Но и еще одна беда поджидала всех: выпал снег, засыпал пожухлую траву, нечем стало кормить лошадь. Сено, заготовленное на зиму дедом Иваном, сгорело вместе с домом. Надо было или добыть сена, или продавать Белку.

– Нет! – закричал Максимка, когда услышал такой разговор. Жизнь свою без Белки он не представлял.

Едва поправившись, дед Иван запряг Белку и поехал в ближнюю деревню Коробчино, где у него имелись знакомые хозяева, в надежде получить воз сена в долг. Но скоро вернулся с пустым: в теперешние времена в долг никто не давал. Опять возник разговор: продавать или не продавать? И что можно выручить за хромую лошадь? Если кто-то и купит ее, то на убой. Жалко. Пока решали эту задачу, Максимка караулил Белку, чтобы ни за какие деньги не позволить увести ее со двора, – хоть броситься под копыта.
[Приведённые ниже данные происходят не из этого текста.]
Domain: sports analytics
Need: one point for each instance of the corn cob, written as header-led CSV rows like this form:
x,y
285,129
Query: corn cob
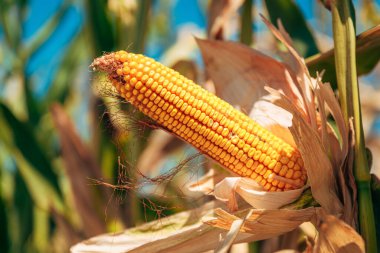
x,y
207,122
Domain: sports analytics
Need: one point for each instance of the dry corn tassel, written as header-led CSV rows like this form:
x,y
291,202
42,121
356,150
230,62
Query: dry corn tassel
x,y
207,122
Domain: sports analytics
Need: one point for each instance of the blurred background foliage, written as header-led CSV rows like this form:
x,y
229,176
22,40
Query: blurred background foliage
x,y
59,138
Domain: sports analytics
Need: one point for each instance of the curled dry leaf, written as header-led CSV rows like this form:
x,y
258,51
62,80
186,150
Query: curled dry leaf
x,y
337,236
319,167
242,81
183,232
252,193
263,223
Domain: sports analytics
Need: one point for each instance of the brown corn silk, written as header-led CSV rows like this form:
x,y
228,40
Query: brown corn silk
x,y
207,122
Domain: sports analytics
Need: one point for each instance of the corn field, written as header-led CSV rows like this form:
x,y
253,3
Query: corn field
x,y
189,126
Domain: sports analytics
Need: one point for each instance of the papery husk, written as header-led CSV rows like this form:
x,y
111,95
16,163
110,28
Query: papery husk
x,y
264,223
314,135
319,168
226,189
183,232
240,73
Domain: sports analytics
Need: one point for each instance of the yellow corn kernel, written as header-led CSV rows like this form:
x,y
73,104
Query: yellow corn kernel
x,y
207,122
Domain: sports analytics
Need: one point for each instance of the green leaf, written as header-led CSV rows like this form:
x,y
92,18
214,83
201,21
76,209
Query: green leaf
x,y
23,206
294,23
376,200
4,234
367,56
20,135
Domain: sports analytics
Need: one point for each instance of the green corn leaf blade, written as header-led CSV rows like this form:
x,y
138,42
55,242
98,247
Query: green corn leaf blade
x,y
20,135
367,56
294,23
22,228
4,228
376,200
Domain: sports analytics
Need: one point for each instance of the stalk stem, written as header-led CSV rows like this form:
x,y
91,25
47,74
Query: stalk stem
x,y
345,64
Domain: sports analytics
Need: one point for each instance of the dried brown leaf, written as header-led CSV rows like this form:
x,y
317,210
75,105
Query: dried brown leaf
x,y
183,232
264,223
232,234
337,236
319,168
240,73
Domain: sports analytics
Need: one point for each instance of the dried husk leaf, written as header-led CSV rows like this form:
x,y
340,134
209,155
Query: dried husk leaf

Но все же случаются и счастливые дни посреди горя. Скоро дед вышел из дома посветлевший: старый друг, дед Семен, опять выручил, сказал, что на воз сена он ему наскребет. Таким образом, и Белка, и Максимка, и сам дед Иван были спасены. Самое интересное, что Белка об этом знала: почти рысью бежала в Коробчино.

* * *

У Максимки было свое постоянное место на широком общем топчане, но он любил улечься под бочок деду и поговорить о завтрашнем дне. Однако дед к вечеру уставал и хотел спать.
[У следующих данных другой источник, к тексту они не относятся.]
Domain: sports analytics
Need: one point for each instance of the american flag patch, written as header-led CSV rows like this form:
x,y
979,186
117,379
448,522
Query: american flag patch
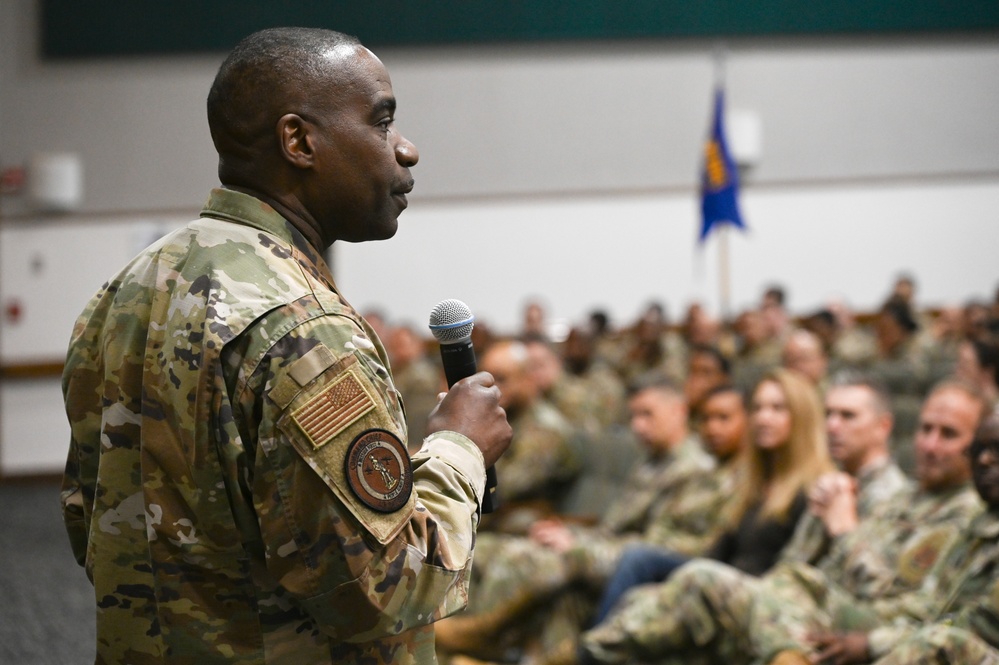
x,y
333,410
– Дед, расскажи, как будет после войны.

– Я тебе уже рассказывал, внучек, – сонно отвечал дед Иван.

– Расскажи еще. Дед, не спи!

– Ну… Хорошо будет.

– Расскажи – как. Я тебе помогу. Проснемся мы рано утром…

– Ну вот… Сам все знаешь…

– Знаю, только забыл. Ну? Проснемся мы рано утром и пойдем… Дед, не спи!

– Проснемся и пойдем…

– Куда пойдем? В лес?

– В лес… В дуброву.

– А зачем?

– За удочками… Найдем хороший орешник и вырежем две удочки. Ошкурим и положим на солнышко подсыхать…

– Дальше, деда, дальше!

– Попросим у Белки длинные волосы из хвоста, и я сплету две лески – тебе и себе. Привяжем лески к удочкам, накопаем червячков…
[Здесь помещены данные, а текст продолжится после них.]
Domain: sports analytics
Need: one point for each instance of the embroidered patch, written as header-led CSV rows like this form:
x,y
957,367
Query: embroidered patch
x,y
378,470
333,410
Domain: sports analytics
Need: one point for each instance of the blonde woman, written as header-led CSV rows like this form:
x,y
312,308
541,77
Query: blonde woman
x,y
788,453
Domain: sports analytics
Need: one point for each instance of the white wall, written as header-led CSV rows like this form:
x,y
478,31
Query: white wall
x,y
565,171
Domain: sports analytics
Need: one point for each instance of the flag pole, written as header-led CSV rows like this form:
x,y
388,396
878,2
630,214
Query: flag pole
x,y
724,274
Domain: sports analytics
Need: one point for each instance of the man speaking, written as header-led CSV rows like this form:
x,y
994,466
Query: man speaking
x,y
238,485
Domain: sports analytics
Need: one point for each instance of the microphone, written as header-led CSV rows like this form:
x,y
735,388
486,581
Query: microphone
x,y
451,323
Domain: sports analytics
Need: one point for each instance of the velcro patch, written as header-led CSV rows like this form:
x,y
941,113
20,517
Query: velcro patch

– Ты забыл, дед! А крючки, крючки!

– Правильно. Есть у меня два крючка: один тебе, один мне. Накопаем червячков и рано утром отправимся на рыбалку. Забросим удочки и…

– Опять ты забыл, дед! А поплавки?

– Да, поплавки. С поплавками плохо: всех гусей немцы съели. Но что-то придумаем… Найдем поплавки!.. Забрасываем удочки и ждем-пождем клева… Вот и первая поклевка у тебя… Пока, однако, слабенькая. Видно, уклеечка… – сонливость у деда прошла, и он уже в который раз рассказал Максимке, какие рыбы есть в реке, как они «клюют» наживку, сколько поймают и, вообще, как будет после войны. Он рассказывал, а Максимка слушал, смотрел в темноту широко открытыми глазами и видел себя, деда, реку, солнце, поднимающееся над лесом, слышал плеск крупных рыб. И чувствовал, какая хорошая будет жизнь.

Весна была солнечной и дружной, уже в начале мая можно было бегать босиком, купаться в Святом озере. Город начинал жить другой жизнью: подбирали помещение для будущей школы, искали учителей, составляли списки будущих учеников. Записали Вовчика в третий класс, поскольку два класса окончил до войны, а Максимку обидели, не записали даже в первый. Вовчик гордился, а Максимка залез на печку и там горько плакал. Занятия должны начаться, как и прежде, осенью, 1 сентября, а пока подростки сами искали занятия.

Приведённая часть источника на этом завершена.